Ke 12 Pondok Pesantren itu tersebut tersebar di 7 Kabupaten dan Kota yang ada di Jawa Barat, diantaranya dari Kab/Kota Bekasi, Purwakarta, Cirebon, Indramayu, Subang dan Bandung. Dalam kegiatan yang berlangsung sehari tersebut para peserta yang terdiri dari para pimpinan pesantren dan kepala SMP penyelenggara program SMP BP, bersama-sama merumuskan langkah dan strategi penguatan SMP BP kedepan, serta mengevaluasi program yang telah berjalan.
Penyelenggaraan kegiatan Singkronisasi ini, terselenggara atas kerjasama baik Pondok Pesantren Al-Muhajirin Purwakarta sebagai salah satu penyelenggara program SMP BP dan Kanwil Kementraian Agama Povinsi Jawa Barat.

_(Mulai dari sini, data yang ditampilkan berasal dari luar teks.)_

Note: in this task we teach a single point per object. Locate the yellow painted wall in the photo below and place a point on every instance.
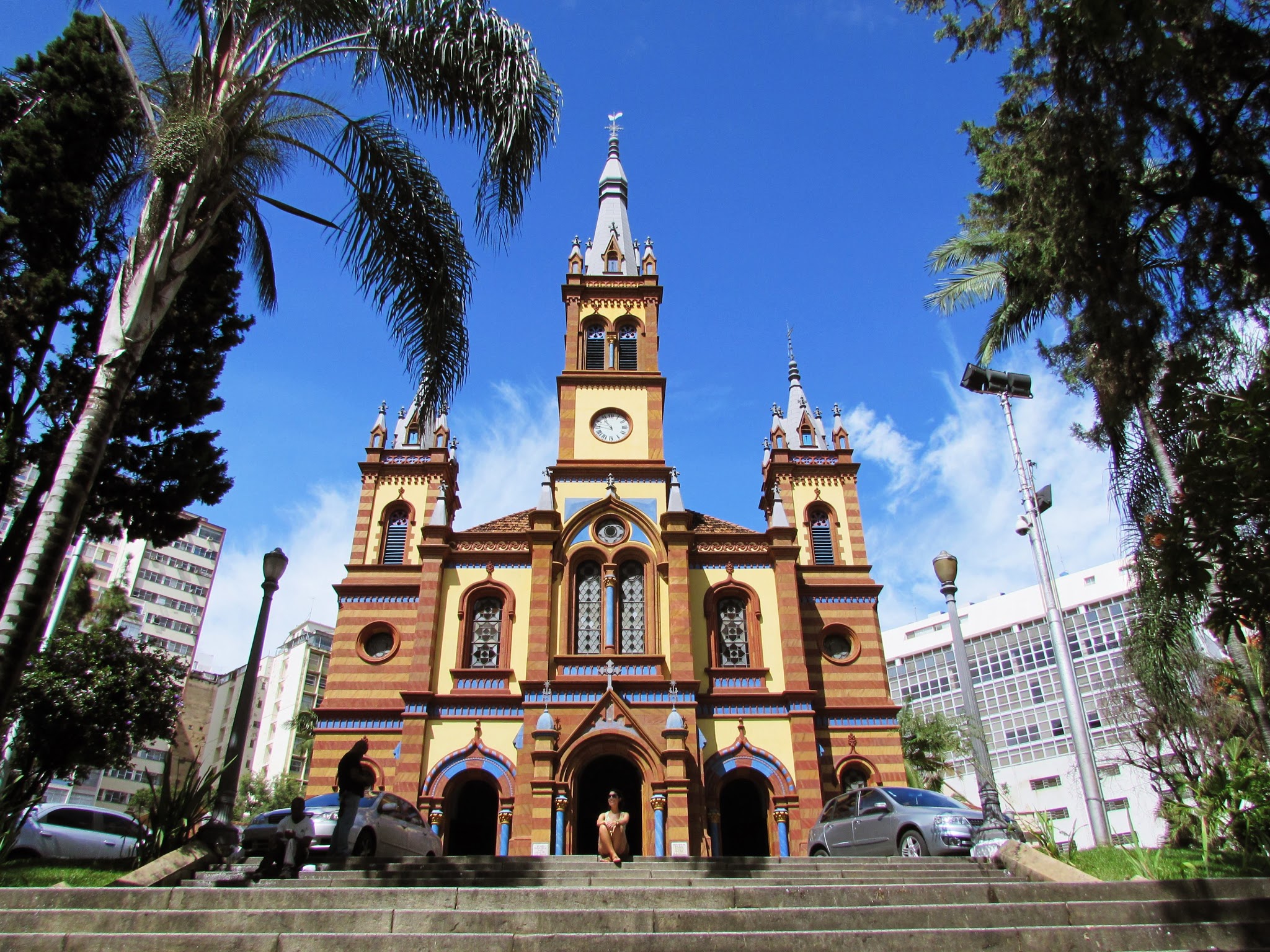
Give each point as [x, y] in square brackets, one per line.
[631, 400]
[763, 582]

Dari hasil pertemuan tersebut, bahwa hasil evaluasi bahwa program SMP BP cukup positif dan perlu diperkuat dengan melibatkan berbagai unsur terutama perhatian dari Pemerintah Provinsi.
''Sebenarnya program ini sudah berjalan sejak tahun 2007 dan idenya adalah untuk
mensinergikan kekuatan-kekuatan yang ada di pesantren dan
kekuatan-kekuatan yang ada di SMP umum.sebagai conto, pesantren memiliki kemandirian, moralitas, dan daya juang.
Sehinga pendidikan karakternya lebih kental, sedangkan di SMP umum,
kurikulum terstruktur, SDM jauh lebih tersedia dan lebih baik. Hal inilah yang disinergikan dalam bentuk SMP berbasis pesantren.